The paper addresses foundational questions about the nature and cognitive motivation of grammatical categories, especially the noun–verb bifurcation, without presupposing prior knowledge of parts of speech. It asks: (1) What basic ontological concept, with minimal prior knowledge, supports the conceptualisation of shared human experience and the emergence of grammatical categories? (2) Does this shared foundation produce a noun–verb bifurcation across languages? (3) What feature of the physical world allows humans, via embodied cognition and without a priori concepts, to form a shared principle that underlies the noun vs. verb contrast? The authors propose that reference to time—formalised as an endurant (time-independent) versus perdurant (time-dependent) ontological bifurcation—provides the minimal conceptual premise for categorisation, offering a non-tautological basis for noun–verb distinctions. Sensory language is chosen as the empirical domain because perception mediates body–world interactions and sensory lexicons encode rich experiential information.

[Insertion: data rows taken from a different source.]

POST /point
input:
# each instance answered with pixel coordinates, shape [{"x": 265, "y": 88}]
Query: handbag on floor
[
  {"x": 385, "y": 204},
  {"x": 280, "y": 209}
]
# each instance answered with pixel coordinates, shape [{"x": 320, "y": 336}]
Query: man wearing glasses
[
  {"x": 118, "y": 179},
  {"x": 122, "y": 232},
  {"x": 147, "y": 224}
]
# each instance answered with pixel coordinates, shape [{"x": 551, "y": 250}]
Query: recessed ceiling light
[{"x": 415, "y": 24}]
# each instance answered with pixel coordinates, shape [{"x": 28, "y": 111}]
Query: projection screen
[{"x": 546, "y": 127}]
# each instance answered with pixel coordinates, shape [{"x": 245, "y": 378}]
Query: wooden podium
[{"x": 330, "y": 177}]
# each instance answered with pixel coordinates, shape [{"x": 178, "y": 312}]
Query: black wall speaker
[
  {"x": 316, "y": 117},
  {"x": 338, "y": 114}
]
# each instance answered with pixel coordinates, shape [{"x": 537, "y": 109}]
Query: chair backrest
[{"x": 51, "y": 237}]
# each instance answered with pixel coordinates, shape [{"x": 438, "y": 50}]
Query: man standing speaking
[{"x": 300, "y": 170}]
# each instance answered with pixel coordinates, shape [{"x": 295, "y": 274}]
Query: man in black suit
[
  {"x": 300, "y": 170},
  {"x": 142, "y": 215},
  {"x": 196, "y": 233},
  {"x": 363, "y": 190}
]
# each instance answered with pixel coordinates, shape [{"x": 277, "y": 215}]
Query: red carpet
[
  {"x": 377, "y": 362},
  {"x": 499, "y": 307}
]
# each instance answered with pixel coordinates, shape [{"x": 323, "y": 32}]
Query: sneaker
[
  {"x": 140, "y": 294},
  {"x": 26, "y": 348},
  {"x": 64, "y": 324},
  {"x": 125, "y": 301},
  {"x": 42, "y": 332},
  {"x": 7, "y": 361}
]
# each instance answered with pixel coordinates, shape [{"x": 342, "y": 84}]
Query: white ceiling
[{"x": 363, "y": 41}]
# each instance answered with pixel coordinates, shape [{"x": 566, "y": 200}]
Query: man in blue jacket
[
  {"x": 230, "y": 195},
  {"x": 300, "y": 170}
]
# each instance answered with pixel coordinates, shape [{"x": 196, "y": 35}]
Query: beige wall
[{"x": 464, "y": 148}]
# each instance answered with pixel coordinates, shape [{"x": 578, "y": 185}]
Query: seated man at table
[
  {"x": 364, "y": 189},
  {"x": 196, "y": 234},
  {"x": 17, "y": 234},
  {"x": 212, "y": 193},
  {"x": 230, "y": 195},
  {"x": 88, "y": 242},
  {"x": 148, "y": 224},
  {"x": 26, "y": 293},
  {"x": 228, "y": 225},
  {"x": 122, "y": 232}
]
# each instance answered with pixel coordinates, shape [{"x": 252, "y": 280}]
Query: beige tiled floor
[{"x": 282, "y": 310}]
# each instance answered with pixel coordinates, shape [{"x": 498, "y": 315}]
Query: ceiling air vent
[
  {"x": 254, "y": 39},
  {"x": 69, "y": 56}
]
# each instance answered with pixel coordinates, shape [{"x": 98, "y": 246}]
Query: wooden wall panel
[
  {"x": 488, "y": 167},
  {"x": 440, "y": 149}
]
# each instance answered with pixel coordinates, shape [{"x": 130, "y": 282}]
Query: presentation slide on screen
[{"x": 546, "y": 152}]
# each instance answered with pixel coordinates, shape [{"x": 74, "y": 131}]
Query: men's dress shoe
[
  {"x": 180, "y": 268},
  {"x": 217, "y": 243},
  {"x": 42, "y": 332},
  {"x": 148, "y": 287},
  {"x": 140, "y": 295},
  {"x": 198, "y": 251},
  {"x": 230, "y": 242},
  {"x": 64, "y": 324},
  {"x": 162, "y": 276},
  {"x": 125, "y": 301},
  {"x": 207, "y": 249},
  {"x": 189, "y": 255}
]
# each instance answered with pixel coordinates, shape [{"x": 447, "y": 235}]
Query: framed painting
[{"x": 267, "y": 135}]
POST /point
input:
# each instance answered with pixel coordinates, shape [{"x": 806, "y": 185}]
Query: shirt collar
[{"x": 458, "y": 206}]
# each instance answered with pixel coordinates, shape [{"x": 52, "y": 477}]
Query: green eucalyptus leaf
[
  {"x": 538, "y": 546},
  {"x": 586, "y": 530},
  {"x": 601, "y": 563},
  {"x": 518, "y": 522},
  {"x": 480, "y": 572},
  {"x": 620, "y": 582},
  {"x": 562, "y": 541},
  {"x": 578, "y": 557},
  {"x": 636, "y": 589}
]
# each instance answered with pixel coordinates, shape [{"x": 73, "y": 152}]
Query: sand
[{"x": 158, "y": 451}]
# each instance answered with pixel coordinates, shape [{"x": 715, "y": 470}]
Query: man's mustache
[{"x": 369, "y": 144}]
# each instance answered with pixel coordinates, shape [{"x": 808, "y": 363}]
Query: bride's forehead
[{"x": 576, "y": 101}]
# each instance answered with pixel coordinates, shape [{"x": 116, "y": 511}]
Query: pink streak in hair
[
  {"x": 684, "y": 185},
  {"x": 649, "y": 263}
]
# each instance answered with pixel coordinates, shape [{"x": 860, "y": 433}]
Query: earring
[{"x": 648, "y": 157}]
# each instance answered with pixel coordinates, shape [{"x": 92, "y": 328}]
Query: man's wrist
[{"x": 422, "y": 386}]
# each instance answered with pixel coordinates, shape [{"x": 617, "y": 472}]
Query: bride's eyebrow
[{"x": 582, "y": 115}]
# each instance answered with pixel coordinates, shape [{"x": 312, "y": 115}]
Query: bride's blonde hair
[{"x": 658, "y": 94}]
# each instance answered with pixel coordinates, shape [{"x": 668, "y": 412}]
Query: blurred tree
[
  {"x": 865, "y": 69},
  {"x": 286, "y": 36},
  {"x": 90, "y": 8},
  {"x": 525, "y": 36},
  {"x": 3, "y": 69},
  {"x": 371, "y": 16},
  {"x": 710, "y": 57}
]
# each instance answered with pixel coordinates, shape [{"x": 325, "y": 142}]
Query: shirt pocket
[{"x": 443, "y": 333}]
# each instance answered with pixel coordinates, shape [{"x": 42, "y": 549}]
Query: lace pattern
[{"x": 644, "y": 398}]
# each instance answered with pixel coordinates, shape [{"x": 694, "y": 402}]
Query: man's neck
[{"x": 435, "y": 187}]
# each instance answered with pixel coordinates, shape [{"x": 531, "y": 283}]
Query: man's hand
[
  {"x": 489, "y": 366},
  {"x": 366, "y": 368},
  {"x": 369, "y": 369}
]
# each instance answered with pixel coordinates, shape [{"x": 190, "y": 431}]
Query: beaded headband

Building on Generative Lexicon (GL) qualia structures and formal ontologies (e.g., DOLCE, BFO), the study examines how sensory nouns in Mandarin encode endurant/perdurant properties and whether these ontological properties align with cognitive and linguistic categorial patterns.
The study situates itself within debates on grammatical categories and cognitive grounding of parts of speech. Traditional feature-based accounts ([±N], [±V]; Chomsky 1970; Baker 2003; Haegeman 1994) are argued to be circular when defined via intuitive notions of “nouny” and “verby.” Distributional learning work shows categories can be learned without a priori PoS knowledge (Redington et al., 1995, 1998) and that learned representations can be semantically interpretable (Chersoni et al., 2021). Cognitive proposals link verbs to mutability and events (Gentner, 1978, 1982; Ahrens, 1999; Givón, 2001) and nouns to temporal stability. Strik Lievers and Winter (2018) found lexical-category tendencies across sensory modalities, suggesting a cognitive basis for “eventivity.” The authors adopt Aristotle’s insight that nouns lack reference to time while verbs carry it, connecting this to modern formal ontologies (DOLCE; BFO) that distinguish endurants/continuants vs. perdurants/occurrents. In Chinese, extensive nominal–verbal fluidity and deverbal nominals offer a testing ground without overt derivational morphology. The Generative Lexicon (GL) theory (Pustejovsky 1991, 1995, 2013) provides a formal qualia-based representation linking to ontology and to argument selection via semantic typing rather than grammatical categories. GL’s lexical typing (natural, artefactual, complex/dot types) maps to qualia roles (formal/constitutive vs. telic/agentive), enabling an ontological lens on endurant/perdurant properties. Prior Chinese GL research (e.g., Huang & Ahrens 2003; Song & Huang 2018) supports the approach. The paper also engages with debates on event nouns and deverbal nominals in Chinese (Grimshaw, 1990; Fu, 1994; Wang, 2013; Han, 2010; Deng, 2021), and later discusses nominal tense literature (Nordlinger & Sadler, 2004, 2008; Tonhauser, 2007, 2008; Bertinetto, 2020).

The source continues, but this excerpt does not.